4.2 CAR T-Cell Therapy¶
Chimeric antigen receptor (CAR) T-cells redirect T-cells to target malignant cells via engineered receptors (e.g., anti-CD19 for B-cell malignancies). CAR T-cells are approved for relapsed/refractory lymphomas and leukemias.
5. SPECIAL CONSIDERATIONS¶
Immune dysregulation in pregnancy, pediatric populations, and the elderly requires tailored approaches. For example, CAR T-cell therapy carries risks of neurotoxicity (cytokine release syndrome) and infections in immunocompromised patients.
5.1 Pregnancy and Autoimmune Diseases¶
Autoimmune diseases (e.g., lupus, rheumatoid arthritis) may flare during pregnancy, requiring careful management of immunosuppressive therapies to balance maternal and fetal risks.
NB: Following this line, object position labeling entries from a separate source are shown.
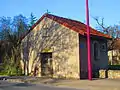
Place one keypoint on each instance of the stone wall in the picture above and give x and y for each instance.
(111, 74)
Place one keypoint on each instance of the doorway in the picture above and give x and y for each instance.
(46, 64)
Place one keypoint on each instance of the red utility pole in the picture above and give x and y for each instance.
(88, 43)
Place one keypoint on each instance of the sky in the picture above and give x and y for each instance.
(73, 9)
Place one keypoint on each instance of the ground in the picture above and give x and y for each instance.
(25, 86)
(56, 84)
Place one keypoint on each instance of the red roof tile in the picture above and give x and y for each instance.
(73, 25)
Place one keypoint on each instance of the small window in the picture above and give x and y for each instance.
(96, 51)
(45, 32)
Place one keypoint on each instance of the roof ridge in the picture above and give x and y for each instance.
(72, 24)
6. KEY POINTS & CLINICAL PEARLS¶
- Immune checkpoints (CTLA-4, PD-1) are critical for maintaining self-tolerance and antitumor immunity.
- Checkpoint inhibitors have transformed cancer therapy but carry risks of immune-related adverse events.
- CAR T-cell therapy is effective for B-cell malignancies but requires careful monitoring for cytokine release syndrome.
- Autoimmune diseases result from defects in central/peripheral tolerance mechanisms, often involving Treg dysfunction.
- Monoclonal antibodies targeting cytokines (e.g., TNF- α , IL-6) are cornerstone therapies for inflammatory and autoimmune disorders.